The Nuu-chah-nulth canoe design is recognized as one of the finest and most efficient hull designs in the world. It has been designed by people who have lived on the West Coast of Vancouver Island for thousands of years, for conditions of the ocean in its many moods. The stability of the canoe has been developed over a very long time and today it is one of the most seaworthy crafts that have ever been put to use on this coast.

Small canoes for duck hunting or clam digging measured 10 feet, while the largest, freight canoes, were about 50 feet long. The most common size was between 32 and 35 feet, used for travel, warfare, and whale-hunting. (Humpback whales were hunted 30 miles offshore.)

 

Canoe Carving

Joe Martin was born October 1953. He has lived in Clayoquot Sound all of his life and grew up in canoes with his late father Chief Robert Martin senior. Joe began learning canoe carving at the young age of 5, when his father would take him along to an island near the village of Opitsaht. There, the only guideline little Joe had was to not go beyond such and such a tree, out of Robert's sight.
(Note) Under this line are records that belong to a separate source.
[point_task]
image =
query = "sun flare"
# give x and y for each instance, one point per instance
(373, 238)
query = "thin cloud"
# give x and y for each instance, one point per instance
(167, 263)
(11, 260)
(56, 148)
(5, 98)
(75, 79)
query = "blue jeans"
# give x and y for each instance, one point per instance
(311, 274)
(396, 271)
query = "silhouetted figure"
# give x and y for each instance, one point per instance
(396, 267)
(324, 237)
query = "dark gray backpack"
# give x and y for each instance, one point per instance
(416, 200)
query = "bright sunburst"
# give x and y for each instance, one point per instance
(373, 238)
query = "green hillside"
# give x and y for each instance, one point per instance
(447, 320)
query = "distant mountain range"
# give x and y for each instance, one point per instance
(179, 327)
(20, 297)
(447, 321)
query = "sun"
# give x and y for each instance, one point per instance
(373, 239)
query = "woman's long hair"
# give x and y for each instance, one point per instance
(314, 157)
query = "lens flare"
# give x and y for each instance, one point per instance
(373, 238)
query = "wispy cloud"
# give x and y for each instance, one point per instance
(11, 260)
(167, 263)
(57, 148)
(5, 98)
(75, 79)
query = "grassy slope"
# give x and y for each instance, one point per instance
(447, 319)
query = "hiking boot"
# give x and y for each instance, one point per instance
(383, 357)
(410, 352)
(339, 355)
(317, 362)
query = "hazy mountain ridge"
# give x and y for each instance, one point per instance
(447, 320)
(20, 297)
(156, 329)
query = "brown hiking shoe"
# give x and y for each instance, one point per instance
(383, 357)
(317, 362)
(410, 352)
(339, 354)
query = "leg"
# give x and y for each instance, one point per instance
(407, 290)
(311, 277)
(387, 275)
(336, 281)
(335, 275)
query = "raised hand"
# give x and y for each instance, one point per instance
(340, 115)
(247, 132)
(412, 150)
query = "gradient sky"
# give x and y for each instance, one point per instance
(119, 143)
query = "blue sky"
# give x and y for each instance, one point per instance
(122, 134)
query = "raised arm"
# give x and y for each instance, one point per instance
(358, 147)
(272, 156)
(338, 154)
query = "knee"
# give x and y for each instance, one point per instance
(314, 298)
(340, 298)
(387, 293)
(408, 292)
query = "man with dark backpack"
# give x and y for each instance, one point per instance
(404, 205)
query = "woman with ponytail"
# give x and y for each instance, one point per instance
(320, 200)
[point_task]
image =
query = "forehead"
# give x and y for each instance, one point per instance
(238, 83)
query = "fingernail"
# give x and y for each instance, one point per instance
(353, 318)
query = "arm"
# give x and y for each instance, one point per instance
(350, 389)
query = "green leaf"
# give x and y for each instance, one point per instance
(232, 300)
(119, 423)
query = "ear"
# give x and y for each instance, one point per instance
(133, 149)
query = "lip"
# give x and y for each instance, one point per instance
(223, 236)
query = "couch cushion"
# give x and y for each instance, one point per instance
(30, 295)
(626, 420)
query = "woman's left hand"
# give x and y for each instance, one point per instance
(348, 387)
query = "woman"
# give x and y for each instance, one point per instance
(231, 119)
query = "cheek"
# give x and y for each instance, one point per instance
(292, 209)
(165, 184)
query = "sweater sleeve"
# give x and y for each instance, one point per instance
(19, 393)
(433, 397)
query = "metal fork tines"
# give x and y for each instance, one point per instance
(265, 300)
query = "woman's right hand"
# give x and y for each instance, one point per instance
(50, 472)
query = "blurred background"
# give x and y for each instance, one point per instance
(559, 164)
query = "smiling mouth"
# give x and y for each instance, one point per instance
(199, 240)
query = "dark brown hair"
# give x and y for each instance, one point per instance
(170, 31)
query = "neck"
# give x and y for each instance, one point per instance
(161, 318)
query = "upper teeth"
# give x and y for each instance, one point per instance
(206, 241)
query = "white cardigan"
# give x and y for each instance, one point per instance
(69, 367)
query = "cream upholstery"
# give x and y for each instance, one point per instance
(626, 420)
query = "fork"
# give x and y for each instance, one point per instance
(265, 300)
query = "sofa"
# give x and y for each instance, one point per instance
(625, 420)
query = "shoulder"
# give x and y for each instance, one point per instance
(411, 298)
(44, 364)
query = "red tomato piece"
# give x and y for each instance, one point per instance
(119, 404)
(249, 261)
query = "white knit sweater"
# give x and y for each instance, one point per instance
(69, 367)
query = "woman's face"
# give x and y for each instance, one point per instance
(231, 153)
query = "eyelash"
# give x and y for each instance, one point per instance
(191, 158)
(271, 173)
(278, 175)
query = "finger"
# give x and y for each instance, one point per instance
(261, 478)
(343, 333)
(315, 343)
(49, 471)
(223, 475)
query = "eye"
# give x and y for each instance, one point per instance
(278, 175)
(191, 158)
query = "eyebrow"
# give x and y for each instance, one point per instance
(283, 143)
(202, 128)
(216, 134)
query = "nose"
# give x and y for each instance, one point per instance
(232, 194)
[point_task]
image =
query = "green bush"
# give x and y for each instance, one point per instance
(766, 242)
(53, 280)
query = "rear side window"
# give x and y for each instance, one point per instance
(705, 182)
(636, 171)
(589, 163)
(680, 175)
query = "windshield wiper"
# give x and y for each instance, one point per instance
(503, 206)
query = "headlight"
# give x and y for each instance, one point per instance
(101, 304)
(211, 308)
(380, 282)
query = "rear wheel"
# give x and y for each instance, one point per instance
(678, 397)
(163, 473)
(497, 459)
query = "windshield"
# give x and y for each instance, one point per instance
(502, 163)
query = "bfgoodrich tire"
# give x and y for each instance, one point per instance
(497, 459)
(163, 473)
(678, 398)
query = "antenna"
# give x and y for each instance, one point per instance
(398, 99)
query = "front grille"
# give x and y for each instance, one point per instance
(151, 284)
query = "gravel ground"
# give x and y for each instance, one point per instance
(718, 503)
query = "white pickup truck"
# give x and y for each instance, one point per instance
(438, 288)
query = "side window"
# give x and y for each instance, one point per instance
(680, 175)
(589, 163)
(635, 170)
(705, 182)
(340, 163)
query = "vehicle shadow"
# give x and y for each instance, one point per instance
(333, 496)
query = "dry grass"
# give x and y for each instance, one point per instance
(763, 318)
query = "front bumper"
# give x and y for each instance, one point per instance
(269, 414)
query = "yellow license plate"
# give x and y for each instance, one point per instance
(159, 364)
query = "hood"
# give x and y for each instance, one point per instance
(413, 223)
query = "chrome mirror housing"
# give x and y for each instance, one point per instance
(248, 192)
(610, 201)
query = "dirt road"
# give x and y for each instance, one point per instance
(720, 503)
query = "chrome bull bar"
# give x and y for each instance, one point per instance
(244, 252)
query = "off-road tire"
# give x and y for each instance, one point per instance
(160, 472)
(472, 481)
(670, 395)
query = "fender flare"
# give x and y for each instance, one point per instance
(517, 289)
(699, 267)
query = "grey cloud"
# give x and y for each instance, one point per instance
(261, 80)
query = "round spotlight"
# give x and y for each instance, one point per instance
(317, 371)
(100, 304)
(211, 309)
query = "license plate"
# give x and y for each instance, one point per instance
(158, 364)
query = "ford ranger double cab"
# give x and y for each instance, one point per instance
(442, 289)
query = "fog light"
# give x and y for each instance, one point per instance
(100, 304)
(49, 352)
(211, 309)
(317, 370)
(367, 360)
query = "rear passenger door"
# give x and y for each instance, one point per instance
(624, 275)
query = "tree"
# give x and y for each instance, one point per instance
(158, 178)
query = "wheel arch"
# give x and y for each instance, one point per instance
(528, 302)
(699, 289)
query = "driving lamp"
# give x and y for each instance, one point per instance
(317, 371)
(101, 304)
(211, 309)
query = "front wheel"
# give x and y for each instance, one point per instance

He was not expected to do anything but watch, as his dad carved a canoe using only eye judgement and hand tools: a D-adze, an axe, a planer and a drawknife.

Joe began canoe carving seriously in 1984 with his father and brother Carl in Tofino inlet. They hand-hauled a cedar log, which measured 5 feet in diameter by 25 feet long, from the forest to the village of Opitsaht, and there carved it into a 25-foot canoe. He remembers carving many canoes since then. "During a blockade of a logging company in the years 1984-85 we carved 3 more canoes. This was done to show our connection to this land and to show that our culture is still very much alive from knowledge that has been passed down from our ancestors",

Joe has carved canoes for several Nuu-chah-nulth tribes, the most famous one being sold to the Makah Nation in Neah Bay, Washington, from which a grey whale was successfully hunted in 1999.

To date he has carved 25 canoes. Many people have passed knowledge on to him along the way. His Father, the late Chief Robert Martin Sr; and the late Chief Ben Andrews whose simple techniques gave him much help. He also credits Moses Smith, and many other Nuu-chah-nulth elders that have since passed on.